The Speaker of the House of Representatives, Femi Gbajabiamila, has said the members of the lower Chamber of the National Assembly are resolute to pass the Petroleum Industry Bill (PIB) within the next six months.
He made the disclosure on Tuesday in Abuja when he received a delegation of the Oil Producers Trade Section (OPTS) under the Lagos State Chamber of Commerce and Industry.
“On the PIB, there are two things that the House would want to do – first, the House is determined to pass the bill within the next six months, or probably less, because the clock has already started running from the time it was presented,” he was quoted as saying in a statement by his media adviser, Lanre Lasisi.
The lawmaker explained further that the House is determined to pass a PIB that is satisfactory to all. I know it’s difficult to satisfy everybody, but we will try our best to satisfy everybody.
He said the House would ensure that it carried all stakeholders along in working on the draft legislation until its passage.
Gbajabiamila also urged members of the OPTS led by its Chairman, Mr Mike Sangster, to avail themselves of the opportunity they have at hand to reach out to the House ad-hoc Committee on PIB to make their inputs.
He was, however, concerned about the submission by Sangster that the PIB, in its present form, would not make the Nigerian oil and gas industry competitive globally.

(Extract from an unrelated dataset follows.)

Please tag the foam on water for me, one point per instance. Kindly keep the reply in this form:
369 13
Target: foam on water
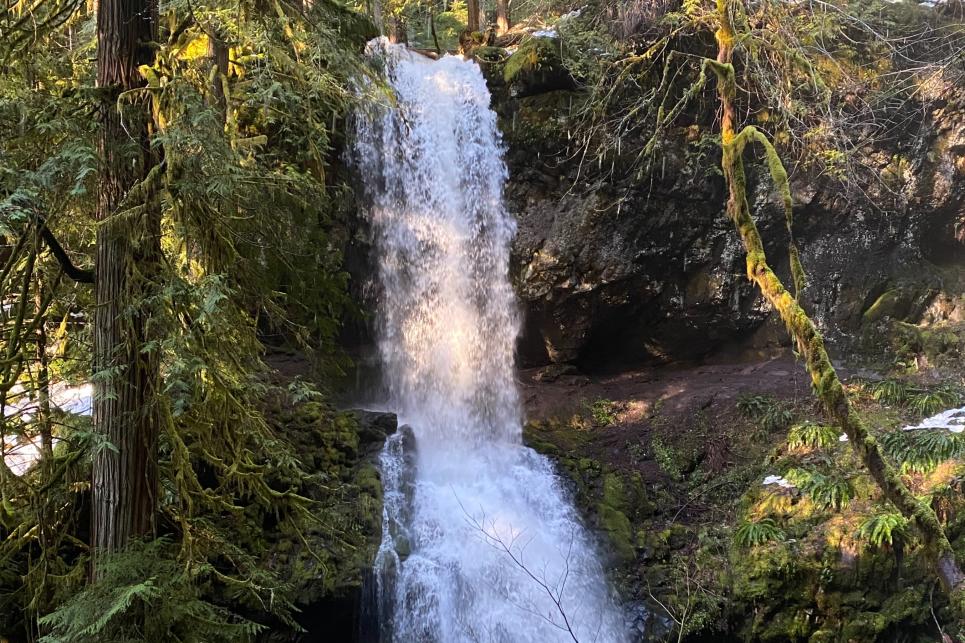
480 541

“The PIB has been long coming. Because of the various interests, it’s difficult to pass a bill that addresses the interests of everyone. But the PIB luckily will involve local content.
“I need to ask the question that where were you when they were making this law? Your inputs should have been there. It’s never too late for you to have your inputs,” the speaker told the OPTS Chairman.
In his response, Sangster raised concerns about the present form of the PIB, which he said if passed the way it is, will negatively affect Nigeria’s competitiveness in the global market.
He noted that in the past years, the African continent attracted about $70 billion of investment in the oil and gas industry but only about $3 billion came to Nigeria despite being a major player continentally.
When the Speaker sought to know from Sangster if the PIB had any positives, the OPTS chairman responded in the affirmative, noting that the PIB represented the much-needed reforms in the sector.
Sangster added that in its present form, the Bill “doesn’t provide the environment for future investments.”
He also raised other issues such as the preservation of the oil and gas business in the country, royalties, tax, how to handle NNPC’s outstanding liabilities, segregation of the upstream and downstream, and complexities in the implementation of the bill.
Noting that the petroleum industry had the capacity to create thousands of jobs in the next 10 years, Sangster said, “We would encourage the House to reach out to other sources to have a better analysis of the PIB.”